Gebannt sah ich auf den Bildschirm. Unbewusst griff ich unter dem Tisch nach Aidens Hand, denn er gab mir die Kraft und den Halt, welche ich in diesem Moment benötigte. Das Erste, was ich sah, war ich selbst. Ich saß an meinem Schreibtisch und hielt meine dampfende Tasse in der Hand. Ich nahm einen Schluck daraus und stellte sie wieder zurück auf den Tisch. Die nächste Szene zeigte wieder mich erneut, wie ich aus der Tasse trank.

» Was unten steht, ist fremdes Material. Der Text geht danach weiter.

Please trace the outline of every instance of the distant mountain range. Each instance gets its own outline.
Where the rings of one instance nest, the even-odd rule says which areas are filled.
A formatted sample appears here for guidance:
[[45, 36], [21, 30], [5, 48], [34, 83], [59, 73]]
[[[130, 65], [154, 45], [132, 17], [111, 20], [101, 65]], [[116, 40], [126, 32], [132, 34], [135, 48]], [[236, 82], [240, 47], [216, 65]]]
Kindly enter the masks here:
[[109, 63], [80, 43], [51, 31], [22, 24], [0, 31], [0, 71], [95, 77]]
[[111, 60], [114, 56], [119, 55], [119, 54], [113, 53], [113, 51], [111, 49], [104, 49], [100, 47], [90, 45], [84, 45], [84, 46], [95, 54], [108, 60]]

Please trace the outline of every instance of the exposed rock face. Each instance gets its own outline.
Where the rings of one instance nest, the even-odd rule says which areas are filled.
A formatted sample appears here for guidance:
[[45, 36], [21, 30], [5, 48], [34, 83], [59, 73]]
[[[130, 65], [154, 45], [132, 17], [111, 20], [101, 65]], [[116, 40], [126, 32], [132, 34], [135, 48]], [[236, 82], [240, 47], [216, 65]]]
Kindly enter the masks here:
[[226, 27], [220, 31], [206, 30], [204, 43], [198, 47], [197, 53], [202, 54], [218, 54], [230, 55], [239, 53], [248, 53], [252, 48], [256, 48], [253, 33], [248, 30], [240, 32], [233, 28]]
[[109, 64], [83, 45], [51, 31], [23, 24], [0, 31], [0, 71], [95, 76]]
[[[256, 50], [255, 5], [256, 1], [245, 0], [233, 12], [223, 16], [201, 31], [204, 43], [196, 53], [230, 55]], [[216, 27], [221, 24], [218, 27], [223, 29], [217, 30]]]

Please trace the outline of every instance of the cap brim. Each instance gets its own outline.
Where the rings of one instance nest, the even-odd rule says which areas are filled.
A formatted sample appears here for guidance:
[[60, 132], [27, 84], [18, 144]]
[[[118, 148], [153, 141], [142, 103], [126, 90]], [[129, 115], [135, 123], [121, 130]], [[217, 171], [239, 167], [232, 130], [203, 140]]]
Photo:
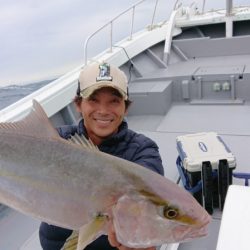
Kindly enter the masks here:
[[96, 90], [98, 89], [102, 89], [102, 88], [113, 88], [113, 89], [116, 89], [120, 94], [121, 96], [127, 100], [128, 99], [128, 96], [127, 94], [119, 87], [117, 87], [115, 84], [111, 83], [110, 81], [103, 81], [102, 83], [96, 83], [84, 90], [82, 90], [80, 92], [80, 95], [84, 98], [84, 99], [88, 99]]

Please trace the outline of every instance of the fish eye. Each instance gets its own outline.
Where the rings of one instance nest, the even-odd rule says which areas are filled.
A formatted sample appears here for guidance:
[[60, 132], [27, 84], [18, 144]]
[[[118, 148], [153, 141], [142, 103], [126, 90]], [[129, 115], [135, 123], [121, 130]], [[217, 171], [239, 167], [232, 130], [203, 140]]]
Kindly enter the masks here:
[[169, 220], [175, 219], [179, 214], [179, 211], [177, 208], [174, 207], [164, 207], [163, 209], [163, 215]]

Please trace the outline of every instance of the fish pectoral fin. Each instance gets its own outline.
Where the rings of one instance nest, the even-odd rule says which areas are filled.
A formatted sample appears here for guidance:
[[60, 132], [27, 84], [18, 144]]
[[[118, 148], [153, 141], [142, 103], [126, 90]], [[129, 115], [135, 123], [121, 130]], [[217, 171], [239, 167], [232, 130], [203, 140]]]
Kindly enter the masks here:
[[105, 233], [106, 215], [98, 215], [91, 222], [74, 231], [61, 250], [82, 250], [97, 237]]
[[70, 237], [66, 240], [61, 250], [76, 250], [78, 243], [79, 232], [73, 231]]

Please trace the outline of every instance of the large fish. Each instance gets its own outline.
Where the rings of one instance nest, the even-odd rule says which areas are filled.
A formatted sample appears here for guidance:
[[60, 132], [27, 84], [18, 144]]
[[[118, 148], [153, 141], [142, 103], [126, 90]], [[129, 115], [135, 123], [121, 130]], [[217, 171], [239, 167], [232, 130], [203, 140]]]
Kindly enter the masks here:
[[210, 221], [165, 177], [59, 137], [36, 101], [23, 120], [0, 123], [0, 203], [78, 230], [78, 250], [111, 220], [118, 241], [133, 248], [204, 236]]

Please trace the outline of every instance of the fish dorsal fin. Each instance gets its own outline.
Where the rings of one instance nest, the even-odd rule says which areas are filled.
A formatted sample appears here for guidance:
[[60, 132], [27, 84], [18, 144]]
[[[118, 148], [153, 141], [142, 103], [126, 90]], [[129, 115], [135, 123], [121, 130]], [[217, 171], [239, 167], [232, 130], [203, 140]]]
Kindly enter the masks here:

Was genau sollte mir damit gezeigt werden? Es gab viele solcher Szenen, aber ich erkannte keinen Zusammenhang. Nur das ich immer an meinem Schreibtisch saß und meinen Tee trank.

Ich sah zu Mister Anderson und er schien meine Frage zu verstehen, noch bevor ich sie gesprochen hatte. „Wir nehmen an, dass Ihnen das Gift durch den Tee verabreicht wurde. Wenn Sie sich alle Szenen, mit diesem Wissen, nochmal genau ansehen, fällt es Ihnen vielleicht auf."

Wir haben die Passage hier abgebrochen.